Menaiki Steps to Accountability.
Untuk
berpindah dan menaiki tangga dari Below The Line (perilaku victim) ke
Above The Line dengan cara menumbuhkan sikap konfidensi/kepercayaan diri
bahwa setiap masalah pasti ada jalan keluarnya. Ketika anda terjebak
dalam siklus victim, kita tidak akan bisa keluar jika kita tidak merasa
bahwa kita berada di Below The line. Dengan mersakanan berarti kita
menunjukan sikap See It, karena itulah perspektif yang kita butuhkan
untuk menuju pada Above The Line. Feedback dari seorang teman yang
objektif akan sangat membantu anda. Amati situasi, tumbuhkan sikap
memiliki, selesaikan dan segera lakukan. Setiap proyek mempunyai resiko
yang tidak terduga, yang membedakan adalah bagaimana setiap organisasi
mengatasi dan merespon hal yang tidak terduga.
Butuh waktu dan tenaga, komitmen untuk menaiki steps accountability. Ada berbagai tangga untuk menuju steps to accountability :
- Melihat sikap dan perilaku akuntabel
- Meminta feedback dari orang lain perihal kinerjanya
- Mengenali realita (tantangan dan masalah)
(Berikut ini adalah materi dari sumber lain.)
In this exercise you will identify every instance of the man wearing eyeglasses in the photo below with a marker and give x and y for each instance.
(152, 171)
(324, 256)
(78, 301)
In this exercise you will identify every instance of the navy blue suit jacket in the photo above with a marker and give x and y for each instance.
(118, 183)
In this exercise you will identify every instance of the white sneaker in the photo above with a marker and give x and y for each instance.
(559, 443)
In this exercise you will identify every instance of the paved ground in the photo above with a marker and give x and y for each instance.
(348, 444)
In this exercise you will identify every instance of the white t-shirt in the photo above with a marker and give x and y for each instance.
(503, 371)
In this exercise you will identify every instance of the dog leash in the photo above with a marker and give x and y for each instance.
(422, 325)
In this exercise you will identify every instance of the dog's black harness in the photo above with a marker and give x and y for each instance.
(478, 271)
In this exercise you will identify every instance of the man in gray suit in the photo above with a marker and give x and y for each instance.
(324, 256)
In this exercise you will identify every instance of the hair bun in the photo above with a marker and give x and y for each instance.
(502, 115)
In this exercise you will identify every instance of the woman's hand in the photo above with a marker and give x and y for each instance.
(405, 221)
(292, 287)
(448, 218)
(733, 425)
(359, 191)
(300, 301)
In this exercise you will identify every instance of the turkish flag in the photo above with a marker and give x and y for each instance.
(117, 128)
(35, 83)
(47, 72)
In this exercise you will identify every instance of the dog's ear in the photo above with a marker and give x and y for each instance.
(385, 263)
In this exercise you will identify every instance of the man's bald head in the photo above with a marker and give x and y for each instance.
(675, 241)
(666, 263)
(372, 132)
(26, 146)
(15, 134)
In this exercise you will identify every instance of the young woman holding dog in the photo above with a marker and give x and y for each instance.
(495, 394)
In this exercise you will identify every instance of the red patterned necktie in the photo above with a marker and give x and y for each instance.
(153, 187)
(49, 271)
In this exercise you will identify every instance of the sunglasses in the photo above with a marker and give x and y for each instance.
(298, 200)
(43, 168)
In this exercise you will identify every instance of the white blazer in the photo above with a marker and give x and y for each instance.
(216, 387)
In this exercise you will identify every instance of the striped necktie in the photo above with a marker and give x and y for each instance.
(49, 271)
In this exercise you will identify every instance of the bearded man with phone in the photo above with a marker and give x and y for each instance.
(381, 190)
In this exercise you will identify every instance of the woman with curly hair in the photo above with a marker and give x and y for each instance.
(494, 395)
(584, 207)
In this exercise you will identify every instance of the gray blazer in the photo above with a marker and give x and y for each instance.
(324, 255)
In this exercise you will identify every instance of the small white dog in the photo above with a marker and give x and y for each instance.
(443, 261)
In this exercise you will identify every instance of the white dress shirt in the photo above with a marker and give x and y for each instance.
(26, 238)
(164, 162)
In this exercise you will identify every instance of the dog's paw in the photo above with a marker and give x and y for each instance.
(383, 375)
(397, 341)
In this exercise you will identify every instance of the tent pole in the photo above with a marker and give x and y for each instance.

- Menghindari hal-hal yang tidak bisa terkontrol
- Berkomitmen 100% tentang apa yang dilakukan
- Merasa memiliki kondisi dan hasilnya
- Segera mengetahui ketika berada di below the line dan bertindak cepat untuk menghindari victimisasi
- Memanfaaatkan peluang untuk mewujudkan sesuatu
- Menanyakan pada diri sendiri tentang apa yang bisa saya lakukan untuk naik dan mendapat hasil yang diinginkan.
Rimbawan,
dengan bersifat akuntabel maka kita cenderung untuk selalu berfikir
positif untuk menyelesaikan permasalahan yang ada sesuai dengan peran
dan tanggungjawabnya masing-masing. Kita hidup bukan hanya untuk hari
ini tapi juga untuk masa depan.
Disarikan dari buku:
Connors,
Roger et all. (1994).The Oz Principle : Getting Result through
individual and Organizational Accountability. Prentice Hall Press.